Sunday, January 18, 2009

Answering the Call

"When Samuel went to sleep in his place, the Lord came and revealed his presence, calling out as before, 'Samuel, Samuel!' Samuel answered, 'Speak, for your servant is listening.'"
--1 Samuel 3:9-10

"Jesus turned and saw them following him and said to them, 'What are you looking for?'"
--John 1:38

I spent part of yesterday at the Abbey of Gethsemani for a meeting of the Lay Cistercians, a group of ordinary people who have affiliated themselves with the monastery and seek to live Cistercian values in their everyday lives. Two of the monks joined us for our discussion, and a senior brother who has lived at the Abbey for over 50 years inquired as to why we were drawn to this group and this place.

It's a question I have been pondering seriously since I first inquired about participating in the group last fall, and a question that the Cistercian Order itself has placed upon us also. Last summer representatives from Lay Cistercian groups around the world met with abbots from the order's monasteries at Huerta, Spain, to explore the role and place of lay organizations and our future relationship with the Order. Lay groups were challenged by the abbots to discern, in part, why we specifically want to affiliate with the Order of Cistercians of the Strict Observance (OCSO, the Trappists' formal name), as opposed to some other group or movement.

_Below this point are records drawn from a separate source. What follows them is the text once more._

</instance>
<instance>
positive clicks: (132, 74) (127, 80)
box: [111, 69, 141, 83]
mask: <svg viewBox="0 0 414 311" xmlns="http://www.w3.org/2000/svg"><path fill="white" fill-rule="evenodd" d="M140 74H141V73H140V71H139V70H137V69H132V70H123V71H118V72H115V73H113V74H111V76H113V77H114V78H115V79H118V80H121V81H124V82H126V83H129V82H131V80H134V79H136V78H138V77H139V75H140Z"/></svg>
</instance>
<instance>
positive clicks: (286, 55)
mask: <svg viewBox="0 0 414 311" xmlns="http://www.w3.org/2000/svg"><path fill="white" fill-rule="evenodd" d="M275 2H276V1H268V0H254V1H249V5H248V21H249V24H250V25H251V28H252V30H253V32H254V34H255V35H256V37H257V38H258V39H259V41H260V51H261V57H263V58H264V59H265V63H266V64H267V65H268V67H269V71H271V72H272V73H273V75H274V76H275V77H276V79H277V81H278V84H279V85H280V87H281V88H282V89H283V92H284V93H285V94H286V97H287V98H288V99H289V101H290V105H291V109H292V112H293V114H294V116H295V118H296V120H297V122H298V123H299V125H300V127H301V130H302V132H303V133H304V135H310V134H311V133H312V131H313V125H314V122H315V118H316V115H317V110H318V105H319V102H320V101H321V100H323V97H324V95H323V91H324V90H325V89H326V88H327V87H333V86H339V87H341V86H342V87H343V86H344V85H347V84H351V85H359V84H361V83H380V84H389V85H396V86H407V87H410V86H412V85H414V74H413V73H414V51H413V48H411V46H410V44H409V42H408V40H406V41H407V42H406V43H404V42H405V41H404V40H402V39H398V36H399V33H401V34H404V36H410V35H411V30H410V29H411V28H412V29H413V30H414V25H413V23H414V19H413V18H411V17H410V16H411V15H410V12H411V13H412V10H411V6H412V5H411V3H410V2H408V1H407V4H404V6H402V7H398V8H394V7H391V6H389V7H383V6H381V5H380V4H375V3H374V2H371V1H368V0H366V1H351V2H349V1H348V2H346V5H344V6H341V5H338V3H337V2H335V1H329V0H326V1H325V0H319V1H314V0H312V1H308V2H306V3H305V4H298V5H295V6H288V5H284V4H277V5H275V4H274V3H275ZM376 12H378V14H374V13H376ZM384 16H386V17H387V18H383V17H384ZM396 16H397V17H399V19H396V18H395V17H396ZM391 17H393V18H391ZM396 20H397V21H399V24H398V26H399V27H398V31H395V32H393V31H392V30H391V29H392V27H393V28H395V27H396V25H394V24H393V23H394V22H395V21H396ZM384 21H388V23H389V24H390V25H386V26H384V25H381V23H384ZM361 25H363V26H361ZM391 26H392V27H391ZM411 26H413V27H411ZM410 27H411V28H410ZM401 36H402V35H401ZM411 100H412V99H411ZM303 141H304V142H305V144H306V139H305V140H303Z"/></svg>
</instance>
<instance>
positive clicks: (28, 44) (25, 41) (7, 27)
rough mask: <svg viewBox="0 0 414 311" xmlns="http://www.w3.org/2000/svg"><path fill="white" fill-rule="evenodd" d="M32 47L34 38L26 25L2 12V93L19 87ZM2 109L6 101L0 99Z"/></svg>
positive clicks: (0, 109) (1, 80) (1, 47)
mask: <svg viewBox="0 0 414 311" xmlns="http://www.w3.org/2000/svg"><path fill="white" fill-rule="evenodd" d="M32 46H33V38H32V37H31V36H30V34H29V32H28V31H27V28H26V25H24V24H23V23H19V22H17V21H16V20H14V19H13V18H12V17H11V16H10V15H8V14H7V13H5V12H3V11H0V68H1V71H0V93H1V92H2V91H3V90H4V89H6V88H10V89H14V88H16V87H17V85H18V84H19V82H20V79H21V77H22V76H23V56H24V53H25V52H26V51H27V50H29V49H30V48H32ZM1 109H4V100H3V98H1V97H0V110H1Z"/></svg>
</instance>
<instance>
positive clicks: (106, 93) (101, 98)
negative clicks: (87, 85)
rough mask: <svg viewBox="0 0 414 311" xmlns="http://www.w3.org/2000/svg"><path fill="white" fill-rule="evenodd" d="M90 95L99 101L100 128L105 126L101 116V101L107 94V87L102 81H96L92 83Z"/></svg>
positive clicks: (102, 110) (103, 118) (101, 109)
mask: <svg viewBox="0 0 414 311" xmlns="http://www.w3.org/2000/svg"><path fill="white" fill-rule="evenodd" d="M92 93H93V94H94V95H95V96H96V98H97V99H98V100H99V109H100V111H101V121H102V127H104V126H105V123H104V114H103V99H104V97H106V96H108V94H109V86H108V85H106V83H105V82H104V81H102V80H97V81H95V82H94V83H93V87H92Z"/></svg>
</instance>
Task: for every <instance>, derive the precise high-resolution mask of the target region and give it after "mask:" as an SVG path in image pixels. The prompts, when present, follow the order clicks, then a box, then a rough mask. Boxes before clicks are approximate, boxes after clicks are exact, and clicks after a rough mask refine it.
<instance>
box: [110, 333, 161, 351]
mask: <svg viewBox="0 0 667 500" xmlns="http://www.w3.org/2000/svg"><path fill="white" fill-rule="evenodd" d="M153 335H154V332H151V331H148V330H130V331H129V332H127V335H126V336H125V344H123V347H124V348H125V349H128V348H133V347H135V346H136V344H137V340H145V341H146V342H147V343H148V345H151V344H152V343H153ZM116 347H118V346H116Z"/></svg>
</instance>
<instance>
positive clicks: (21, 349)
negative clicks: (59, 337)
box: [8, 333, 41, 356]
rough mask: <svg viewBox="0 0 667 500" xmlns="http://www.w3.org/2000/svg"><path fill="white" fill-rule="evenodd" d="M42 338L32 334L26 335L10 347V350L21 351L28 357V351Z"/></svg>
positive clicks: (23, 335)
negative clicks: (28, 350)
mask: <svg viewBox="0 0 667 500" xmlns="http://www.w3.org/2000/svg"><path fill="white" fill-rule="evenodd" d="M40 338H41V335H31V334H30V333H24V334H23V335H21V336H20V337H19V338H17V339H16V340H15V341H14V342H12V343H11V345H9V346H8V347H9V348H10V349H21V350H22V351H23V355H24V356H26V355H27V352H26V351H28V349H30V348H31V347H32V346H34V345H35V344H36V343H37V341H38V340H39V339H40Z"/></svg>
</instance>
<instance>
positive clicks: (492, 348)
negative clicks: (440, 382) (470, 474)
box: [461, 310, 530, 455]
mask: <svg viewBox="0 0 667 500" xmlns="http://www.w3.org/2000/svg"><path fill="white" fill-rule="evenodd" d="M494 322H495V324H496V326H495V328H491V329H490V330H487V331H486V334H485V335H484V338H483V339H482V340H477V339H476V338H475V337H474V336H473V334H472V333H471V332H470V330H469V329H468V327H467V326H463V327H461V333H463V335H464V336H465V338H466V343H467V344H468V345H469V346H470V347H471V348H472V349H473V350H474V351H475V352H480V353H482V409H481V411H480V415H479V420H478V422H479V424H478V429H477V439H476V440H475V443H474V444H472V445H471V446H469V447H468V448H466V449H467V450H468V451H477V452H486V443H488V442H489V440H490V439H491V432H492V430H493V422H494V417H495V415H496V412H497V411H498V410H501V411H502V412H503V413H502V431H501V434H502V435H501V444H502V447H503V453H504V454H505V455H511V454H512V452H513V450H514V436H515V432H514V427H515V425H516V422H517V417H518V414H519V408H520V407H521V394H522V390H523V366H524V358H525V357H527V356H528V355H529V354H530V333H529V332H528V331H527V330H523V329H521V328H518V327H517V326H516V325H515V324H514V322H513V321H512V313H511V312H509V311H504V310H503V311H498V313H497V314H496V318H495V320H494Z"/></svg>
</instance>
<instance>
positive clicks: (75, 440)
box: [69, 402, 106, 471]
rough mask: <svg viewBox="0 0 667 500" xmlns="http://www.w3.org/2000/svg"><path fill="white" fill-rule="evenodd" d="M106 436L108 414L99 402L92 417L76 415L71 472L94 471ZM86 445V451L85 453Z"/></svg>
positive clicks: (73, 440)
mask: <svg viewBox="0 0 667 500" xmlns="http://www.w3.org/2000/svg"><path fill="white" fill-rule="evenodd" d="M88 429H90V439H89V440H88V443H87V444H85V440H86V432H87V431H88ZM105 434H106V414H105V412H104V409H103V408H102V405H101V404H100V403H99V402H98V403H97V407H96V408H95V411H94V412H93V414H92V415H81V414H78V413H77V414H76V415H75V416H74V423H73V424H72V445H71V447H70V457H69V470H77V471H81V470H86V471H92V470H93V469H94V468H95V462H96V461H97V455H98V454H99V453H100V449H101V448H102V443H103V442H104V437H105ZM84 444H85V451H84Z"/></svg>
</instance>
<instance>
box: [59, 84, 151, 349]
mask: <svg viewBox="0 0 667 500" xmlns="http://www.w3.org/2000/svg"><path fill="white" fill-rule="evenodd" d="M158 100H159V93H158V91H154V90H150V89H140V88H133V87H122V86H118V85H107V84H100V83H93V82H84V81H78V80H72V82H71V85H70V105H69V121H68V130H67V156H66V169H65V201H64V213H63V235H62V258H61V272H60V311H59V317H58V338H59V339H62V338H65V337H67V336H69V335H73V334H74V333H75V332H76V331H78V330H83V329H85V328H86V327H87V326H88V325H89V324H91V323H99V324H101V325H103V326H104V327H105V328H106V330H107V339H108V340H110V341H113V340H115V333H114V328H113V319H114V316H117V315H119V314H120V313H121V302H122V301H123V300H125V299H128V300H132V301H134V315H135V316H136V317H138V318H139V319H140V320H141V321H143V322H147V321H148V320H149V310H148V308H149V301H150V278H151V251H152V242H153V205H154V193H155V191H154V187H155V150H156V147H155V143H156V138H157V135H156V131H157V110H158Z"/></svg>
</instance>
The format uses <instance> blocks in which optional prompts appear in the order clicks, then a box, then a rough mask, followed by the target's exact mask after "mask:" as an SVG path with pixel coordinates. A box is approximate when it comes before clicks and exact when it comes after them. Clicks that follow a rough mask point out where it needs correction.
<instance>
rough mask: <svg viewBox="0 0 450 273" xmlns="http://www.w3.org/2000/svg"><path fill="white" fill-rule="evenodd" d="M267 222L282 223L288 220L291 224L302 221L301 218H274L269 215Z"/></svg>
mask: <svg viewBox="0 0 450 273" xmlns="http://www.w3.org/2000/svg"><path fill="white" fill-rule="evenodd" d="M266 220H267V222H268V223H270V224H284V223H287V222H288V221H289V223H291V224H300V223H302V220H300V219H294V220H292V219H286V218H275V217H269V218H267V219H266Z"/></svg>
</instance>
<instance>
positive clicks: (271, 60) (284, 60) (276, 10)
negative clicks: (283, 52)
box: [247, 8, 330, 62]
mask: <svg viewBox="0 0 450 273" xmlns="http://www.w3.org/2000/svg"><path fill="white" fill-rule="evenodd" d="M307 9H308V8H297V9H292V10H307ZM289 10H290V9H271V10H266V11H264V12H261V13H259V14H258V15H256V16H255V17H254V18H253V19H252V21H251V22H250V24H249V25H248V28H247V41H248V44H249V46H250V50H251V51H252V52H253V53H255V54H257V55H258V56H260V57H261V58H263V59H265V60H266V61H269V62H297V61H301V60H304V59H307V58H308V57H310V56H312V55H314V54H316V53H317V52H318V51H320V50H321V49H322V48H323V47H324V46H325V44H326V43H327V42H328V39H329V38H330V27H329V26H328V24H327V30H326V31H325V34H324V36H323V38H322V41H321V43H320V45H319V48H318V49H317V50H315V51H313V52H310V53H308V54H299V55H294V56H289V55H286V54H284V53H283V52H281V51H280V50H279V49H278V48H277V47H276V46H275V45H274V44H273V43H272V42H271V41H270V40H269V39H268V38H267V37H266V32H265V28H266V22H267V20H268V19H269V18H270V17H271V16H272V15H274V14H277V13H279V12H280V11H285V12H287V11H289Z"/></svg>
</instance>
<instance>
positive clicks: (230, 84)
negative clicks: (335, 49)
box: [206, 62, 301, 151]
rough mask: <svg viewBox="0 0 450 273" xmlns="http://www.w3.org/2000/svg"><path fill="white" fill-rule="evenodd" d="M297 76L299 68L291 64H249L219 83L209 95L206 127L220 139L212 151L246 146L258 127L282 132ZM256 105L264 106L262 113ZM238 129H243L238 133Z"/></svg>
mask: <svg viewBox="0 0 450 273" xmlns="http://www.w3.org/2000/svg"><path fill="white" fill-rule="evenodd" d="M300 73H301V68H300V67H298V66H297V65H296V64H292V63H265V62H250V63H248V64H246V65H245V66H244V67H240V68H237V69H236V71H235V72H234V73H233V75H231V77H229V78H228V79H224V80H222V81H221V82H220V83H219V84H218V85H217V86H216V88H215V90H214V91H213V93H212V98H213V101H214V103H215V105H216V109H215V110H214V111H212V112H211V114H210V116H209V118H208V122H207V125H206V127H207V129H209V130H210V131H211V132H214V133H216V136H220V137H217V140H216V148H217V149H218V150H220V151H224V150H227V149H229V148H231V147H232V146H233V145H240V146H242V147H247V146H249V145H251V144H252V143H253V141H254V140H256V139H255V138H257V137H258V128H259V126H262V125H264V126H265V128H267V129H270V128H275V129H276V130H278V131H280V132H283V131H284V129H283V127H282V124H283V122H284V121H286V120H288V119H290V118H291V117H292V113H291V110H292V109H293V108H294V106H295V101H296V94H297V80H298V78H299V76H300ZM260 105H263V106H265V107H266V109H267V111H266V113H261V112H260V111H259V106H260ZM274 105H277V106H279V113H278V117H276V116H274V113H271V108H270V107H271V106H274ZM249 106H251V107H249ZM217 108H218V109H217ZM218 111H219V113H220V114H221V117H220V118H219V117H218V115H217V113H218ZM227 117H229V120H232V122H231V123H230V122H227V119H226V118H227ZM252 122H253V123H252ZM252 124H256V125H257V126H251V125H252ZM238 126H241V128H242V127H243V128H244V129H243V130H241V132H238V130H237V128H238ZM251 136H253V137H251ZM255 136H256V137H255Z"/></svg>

Each of us at yesterday's meeting offered our own personal answers to this question. The answers were tentative, unsure. The truth is, we don't exactly know why we are there, why we keep coming back, though the common themes have to do with a special, spiritual connection to those men and that place, and how the tradition interacts with our own personal biographies.

Through the discussion, one thing that was revealed to me very clearly, and which I shared with the group, was that we were answering a calling. We are trying, in some way, to respond to a call that none of us fully understand. The anonymous author of the 14th-century spiritual classic, The Cloud of Unknowing, says that not all people are called to a life of contemplation. In a deep sense, we do not choose to become contemplatives, God chooses us. God gives us a disposition and desire for contemplation. We may, of course, ignore this call, but those who come to the Abbey, and abbeys like it, are trying in some way to respond to this inner need that God has placed within us. We don't know why we are there or what God is working out in our lives through the connection we've made to the Cistercians, and perhaps that is okay. We are simply trying to line up in accordance with God's will for us. Perhaps the Holy Spirit itself is bringing us together in this way.

An even deeper question which emerged from our discussion was how is my life being transformed by my encounter with the Cistercian tradition? As our facilitator Michael, a founder of the group, pointed out, we don't come to the Lay Cistercians to do something, but to become something. All of our activities need to be reflected upon through the lens of whether we are indeed encountering God and allowing ourselves to be remade according to God's will.

I am a bit chastened and feel a sense of great awe and humility at the realization that I am not following this path simply because I like it, but because God has called me to it. There is a deep responsibility and sense of wonder embedded in that fact, and it heightens my concern that I am answering the call faithfully and allowing myself to be transformed by it. These are questions I'll ponder deeply, and intentionally, in the days ahead.

2 comments:

Knuckles McMason said...

This is something that I have been working with, that sense of knowing without knowing. I've begun the process if inquiry with another LC group and I have the same difficulty expressing why the LC is where I fit rather than Regnum Christi or another third order. But there is the knowledge that I do fit, and I resonate with their charism. I may never know how or why, but I do know that it is.

Lay Cistercian said...

Lay Cistercians are not lay people pretending to be monks. They are people who have incorporated healthy spiritual practices of the monks into their own lives for the purpose of connecting their lives more fully to God.